Journey of hope

Perhaps like me, you started 2020 not quite realising how much you were going to need Hope.

Hope is something that we all need; more often than not, and when we least expect. 2020, I believe, has been a year filled with Hope.

As we near the end of this year, we are fully in the season of Advent; a season filled with expectation and the coming of Christ. We have news of expectant vaccines in the fight to gain the upper hand against Covid-19.

For my wife and I, the start of 2020 brought hope of the birth of our first grandson George who was due in February. This event filled us with hope and a deep sense of expectation; that as grandparents we would have hours of fun, if not whole days that we could spend with George. Little did we know that we would not see him for several weeks, due to the Covid restrictions and the need to protect him and his mum from possible infection.

As the year has passed, George is now nearing 10 months old, has a tooth and is beginning to pull himself to his feet.
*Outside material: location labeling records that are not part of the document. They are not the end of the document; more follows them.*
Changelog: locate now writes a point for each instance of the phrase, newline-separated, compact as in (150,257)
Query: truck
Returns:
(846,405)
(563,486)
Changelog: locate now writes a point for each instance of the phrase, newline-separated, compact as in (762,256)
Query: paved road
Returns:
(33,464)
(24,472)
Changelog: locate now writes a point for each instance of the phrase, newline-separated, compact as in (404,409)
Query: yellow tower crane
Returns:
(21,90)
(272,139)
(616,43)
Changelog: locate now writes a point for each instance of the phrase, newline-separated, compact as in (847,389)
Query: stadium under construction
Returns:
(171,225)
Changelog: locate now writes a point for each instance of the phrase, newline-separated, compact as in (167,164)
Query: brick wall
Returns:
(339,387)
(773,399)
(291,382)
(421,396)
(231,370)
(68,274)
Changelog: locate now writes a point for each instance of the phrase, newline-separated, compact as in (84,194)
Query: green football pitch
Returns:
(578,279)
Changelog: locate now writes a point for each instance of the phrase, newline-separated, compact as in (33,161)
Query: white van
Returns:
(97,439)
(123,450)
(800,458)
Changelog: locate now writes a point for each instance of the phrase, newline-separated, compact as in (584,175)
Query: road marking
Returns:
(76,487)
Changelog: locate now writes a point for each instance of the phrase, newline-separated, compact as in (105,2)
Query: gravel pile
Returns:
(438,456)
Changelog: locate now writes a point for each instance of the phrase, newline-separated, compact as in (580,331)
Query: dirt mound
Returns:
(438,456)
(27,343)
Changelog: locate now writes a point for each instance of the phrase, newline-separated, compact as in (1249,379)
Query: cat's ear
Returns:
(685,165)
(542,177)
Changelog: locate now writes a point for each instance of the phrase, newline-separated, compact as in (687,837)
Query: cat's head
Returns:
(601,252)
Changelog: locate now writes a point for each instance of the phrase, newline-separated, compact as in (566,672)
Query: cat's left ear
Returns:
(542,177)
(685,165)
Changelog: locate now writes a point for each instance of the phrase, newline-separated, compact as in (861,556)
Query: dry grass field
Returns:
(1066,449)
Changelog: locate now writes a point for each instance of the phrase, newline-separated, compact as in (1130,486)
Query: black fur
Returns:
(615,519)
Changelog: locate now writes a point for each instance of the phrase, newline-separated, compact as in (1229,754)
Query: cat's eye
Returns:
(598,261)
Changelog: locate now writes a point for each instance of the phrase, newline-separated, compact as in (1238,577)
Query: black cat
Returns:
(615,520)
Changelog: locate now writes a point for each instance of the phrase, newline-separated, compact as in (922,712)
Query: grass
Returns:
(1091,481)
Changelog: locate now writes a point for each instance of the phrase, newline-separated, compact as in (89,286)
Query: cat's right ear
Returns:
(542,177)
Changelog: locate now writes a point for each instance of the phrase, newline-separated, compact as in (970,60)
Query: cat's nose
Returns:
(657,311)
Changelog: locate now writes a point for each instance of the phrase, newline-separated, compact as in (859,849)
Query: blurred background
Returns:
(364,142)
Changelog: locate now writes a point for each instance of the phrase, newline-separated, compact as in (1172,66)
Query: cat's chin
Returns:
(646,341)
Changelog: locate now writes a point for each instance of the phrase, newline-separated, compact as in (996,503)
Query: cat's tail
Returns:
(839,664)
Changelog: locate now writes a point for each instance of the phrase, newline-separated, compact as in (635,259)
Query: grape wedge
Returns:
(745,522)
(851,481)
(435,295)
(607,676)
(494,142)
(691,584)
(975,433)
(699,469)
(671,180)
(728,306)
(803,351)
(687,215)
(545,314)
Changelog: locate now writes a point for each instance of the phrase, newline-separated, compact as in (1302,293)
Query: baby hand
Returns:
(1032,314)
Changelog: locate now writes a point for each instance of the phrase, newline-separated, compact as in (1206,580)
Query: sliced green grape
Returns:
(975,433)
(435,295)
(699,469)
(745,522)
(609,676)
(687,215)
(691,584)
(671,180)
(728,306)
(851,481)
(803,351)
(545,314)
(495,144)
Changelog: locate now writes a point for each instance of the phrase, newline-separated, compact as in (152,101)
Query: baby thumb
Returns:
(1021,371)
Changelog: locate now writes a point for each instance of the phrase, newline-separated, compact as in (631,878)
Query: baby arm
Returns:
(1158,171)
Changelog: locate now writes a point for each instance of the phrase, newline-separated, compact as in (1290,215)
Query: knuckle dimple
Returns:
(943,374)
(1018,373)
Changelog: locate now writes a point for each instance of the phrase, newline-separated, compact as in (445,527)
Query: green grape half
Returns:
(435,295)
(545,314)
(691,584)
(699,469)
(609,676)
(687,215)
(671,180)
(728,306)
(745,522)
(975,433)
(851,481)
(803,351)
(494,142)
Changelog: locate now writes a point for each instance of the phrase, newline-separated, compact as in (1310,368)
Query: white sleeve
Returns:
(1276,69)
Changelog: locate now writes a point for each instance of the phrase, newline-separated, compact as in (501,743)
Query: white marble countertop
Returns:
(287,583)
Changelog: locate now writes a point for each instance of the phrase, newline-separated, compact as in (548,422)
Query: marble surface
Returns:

We realise that we have spent very little time with him, compared to our original expectations.

Our needs as new grandparents; our hopes of spending lots of time with him have been replaced with a Hope for him and his family's wellbeing.

2020 has brought much restriction; pain and discomfort to so many. Now we still hope that our future will be filled with fun times with our grandson. However, even more than that, the hope that fills the airwaves with talk of vaccines and less restrictions, can now be rooted in reality and not falsely produced or simply based on our own wants and needs.

Hope as a fruit of the spirit, is not to be falsely produced, we are encouraged to bear this fruit. Just as an apple tree bears an apple, we are called to bear the fruit of the spirit. Apples don’t suddenly appear; its a process, a journey.

One might assume we begin a journey of hope, when we begin to expect with confidence and cherish a desire with anticipation. If we stop and consider for a moment that journey. Our experience tells us that the beginning of hope’s journey is more often the result, just the opposite.

For example, restriction lends its hand to a hope for freedom; pain for relief, or discomfort for comfort. Hope enables us to move on in our journey; from the negative to the positive and onwards toward a blessed, confident anticipation of the future.